Erasing The Stigma of East Coast Wines

The “Top 100” wine list by Wine Spectator was just released yesterday. Guess what? The East Coast was acknowledged! It may have only been two wineries, but still…we made it. Congratulations to Ravines Wine Cellars and Wolffer Estate Vineyard on their accomplishment! I’ll have a review of at least Ravines 2012 Dry Riesling from their Argetsinger Vineyard soon. I’m having a harder time getting a hold of Wolffer’s Grapes of Roth 2010 Merlot. It’s sold out at most places that will ship to PA!

A slight digression, wineries (and friends) take note. Wine can now be shipped to residences in Pennsylvania which wasn’t the case before. The only caveat is that it can’t be sold in our PA State Wine stores. Otherwise, it’s fair game! (Ahem…you’re really taking note, right?) So if you live in PA and someone tells you they can’t ship you wine, set them straight. Keep in mind, each winery has their own house policy regarding shipping, so it may not matter. But it’s at least worth getting the word out there.

Now back to my main point. Really, I do have one. It’s a big one. There is a misconception that all or most of East Coast wine in the United States is sweet, and crappy. I hear it all the time working at the winery. Everyone is always surprised that our wine is good, as in high quality up there with California and France good. To exemplify my point, there was recently a waitress at a restaurant that carries local wine and a customer wanted to order one of the local wines (who has had the wine before and loved it). The waitress told the customer that she should never order the local wine, that it’s horrible and crappy and she would never recommend it to her customers. She thinks it’s so bad that she’s never even tried it herself! This is the stigma we face for East Coast wines in the United States.
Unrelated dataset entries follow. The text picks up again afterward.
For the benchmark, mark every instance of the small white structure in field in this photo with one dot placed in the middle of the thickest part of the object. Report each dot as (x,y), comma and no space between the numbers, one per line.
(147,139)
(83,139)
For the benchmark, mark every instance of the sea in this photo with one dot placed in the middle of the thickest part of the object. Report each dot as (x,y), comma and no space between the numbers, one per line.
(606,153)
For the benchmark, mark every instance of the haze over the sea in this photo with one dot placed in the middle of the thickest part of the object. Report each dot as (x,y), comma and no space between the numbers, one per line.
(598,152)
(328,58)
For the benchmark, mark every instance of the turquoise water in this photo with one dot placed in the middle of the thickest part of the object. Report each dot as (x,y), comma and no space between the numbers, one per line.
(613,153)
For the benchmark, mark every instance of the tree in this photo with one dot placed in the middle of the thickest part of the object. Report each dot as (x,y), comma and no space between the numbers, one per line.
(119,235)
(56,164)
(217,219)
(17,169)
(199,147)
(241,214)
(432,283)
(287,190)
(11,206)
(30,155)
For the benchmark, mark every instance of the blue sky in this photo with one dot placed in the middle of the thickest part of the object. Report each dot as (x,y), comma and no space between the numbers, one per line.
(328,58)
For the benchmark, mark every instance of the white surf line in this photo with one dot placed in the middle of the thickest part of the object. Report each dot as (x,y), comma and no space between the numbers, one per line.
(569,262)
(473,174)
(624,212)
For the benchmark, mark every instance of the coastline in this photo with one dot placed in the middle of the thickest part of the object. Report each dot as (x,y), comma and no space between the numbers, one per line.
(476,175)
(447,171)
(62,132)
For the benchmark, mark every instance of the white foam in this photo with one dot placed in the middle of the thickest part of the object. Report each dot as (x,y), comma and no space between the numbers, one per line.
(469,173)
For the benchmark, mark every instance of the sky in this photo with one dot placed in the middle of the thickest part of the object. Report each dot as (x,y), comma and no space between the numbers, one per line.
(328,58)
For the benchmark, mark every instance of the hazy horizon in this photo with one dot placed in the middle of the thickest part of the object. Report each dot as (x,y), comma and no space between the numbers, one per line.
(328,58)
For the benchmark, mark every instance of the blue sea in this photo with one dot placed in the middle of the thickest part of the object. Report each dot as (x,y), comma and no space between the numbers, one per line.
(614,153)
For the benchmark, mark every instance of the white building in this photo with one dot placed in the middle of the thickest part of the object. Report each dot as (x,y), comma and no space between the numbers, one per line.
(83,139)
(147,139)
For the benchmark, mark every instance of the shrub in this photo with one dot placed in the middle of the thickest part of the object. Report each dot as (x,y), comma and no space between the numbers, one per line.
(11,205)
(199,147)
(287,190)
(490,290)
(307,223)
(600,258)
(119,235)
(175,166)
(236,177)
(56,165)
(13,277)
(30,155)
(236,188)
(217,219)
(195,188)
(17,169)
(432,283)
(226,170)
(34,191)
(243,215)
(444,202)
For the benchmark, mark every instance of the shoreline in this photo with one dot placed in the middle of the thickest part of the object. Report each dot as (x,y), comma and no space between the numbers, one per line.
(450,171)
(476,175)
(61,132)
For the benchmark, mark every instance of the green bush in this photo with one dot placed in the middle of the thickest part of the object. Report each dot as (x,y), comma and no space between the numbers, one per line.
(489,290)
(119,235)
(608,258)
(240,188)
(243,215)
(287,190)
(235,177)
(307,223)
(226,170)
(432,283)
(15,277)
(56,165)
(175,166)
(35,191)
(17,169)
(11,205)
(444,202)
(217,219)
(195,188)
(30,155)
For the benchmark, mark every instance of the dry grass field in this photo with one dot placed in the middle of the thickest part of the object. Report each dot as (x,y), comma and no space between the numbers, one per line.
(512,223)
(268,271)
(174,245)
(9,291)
Yet, there are several hundred wineries on the East Coast that are thriving, despite these misconceptions. While production may be small, the quality is high. Of course wineries that produce high quality, world class wines often exist next door to that are – charitably – rustic in nature. That’s the nature of the beast everywhere.

Early on in the 1900’s, grapes such as Vidal Blanc, Marechal Foch, Chambourcin, and Baco Noir were  planted up and down the east coast and in the country’s interior. They were prolific, generally winter-hardy and if they didn’t taste exactly like vinifera, they were close. Now, many wineries have expanded to European vinifera and are producing high quality European wines such as Cabernet Sauvignon, Merlot, Pinot Noir, Chardonnay, Petite Sirah, Shiraz, Ports and more.

What is unique is that the wines of the East Coast are decidedly Old World in structure, not necessarily the preference of the winemaker or grower, but it happens nonetheless. Winemakers should embrace it and be proud of it instead of fighting it all the time trying to be like California wines. It’s not going to happen unless you only import California grapes to make the wine.

The French wine magazine Gilbert & Gaillard in a recent article famously inverted a map of the Gironde River leading to Bordeaux matching it almost identically with a map of the Delaware Bay and River leading to Philadelphia. On the map, South Jersey was comparable to Bordeaux’s Left Bank, Delaware and the Chesapeake setting up as the Right Bank and the Brandywine as America’s answer to Entre-Deux-Mers. The Lehigh Valley is similar to the Loire Valley in France. They went on to observe that the soil in both regions are the same and that both enjoy the same Atlantic climates mellowed by the influences of the rivers that flow through them. The soil is gravel and loam with layers of clay and sand allowing for good drainage and the vine roots to reach lower layers of soil without restriction. There are an average of 190 to 210 freeze-free days per year allowing a growing season long enough to ripen the great wine grape varieties of the world. If you want a more in-depth discussion on terroir, check out this article by professor and research climatologist Gregory V. Jones. 

To say all that, it is a matter of personal preference when it comes to styles of wine. When pressed to explain how all East Coast wines are faulted or “bad,” it’s realized that the wines are not faulted. It is just the person did not like that particular wine. There’s a fine line between the distinction of when a person says “I don’t like the wine” versus “The wines aren’t very good.” When a person says they don’t like the wine, they are making a personal judgment. This is fine, however, just because one person does not like the wine doesn’t mean everyone doesn’t like the wine! It’s an over-generalization that condemns entire wine regions.

What it boils down to is lack of education and preconceived bias about East Coast wines. There are winemakers and vineyards working to change this, but it takes time. The next time you hear someone utter the phrase that the wines from X are not very good, ask them what faults all the wines have from X that make them not very good. See if you discover that the person making the statement really means that he/she didn’t like the wines. Wineries need to educate their consumers about wine including wine faults so that wine tasters can differentiate between wines they do not like and wines that have something wrong with them.

The best way to learn about East Coast wine is to visit wineries on the East Coast or buy their wine and ship it to your home! Not a hard concept to embrace. Taste their wines and judge for yourself.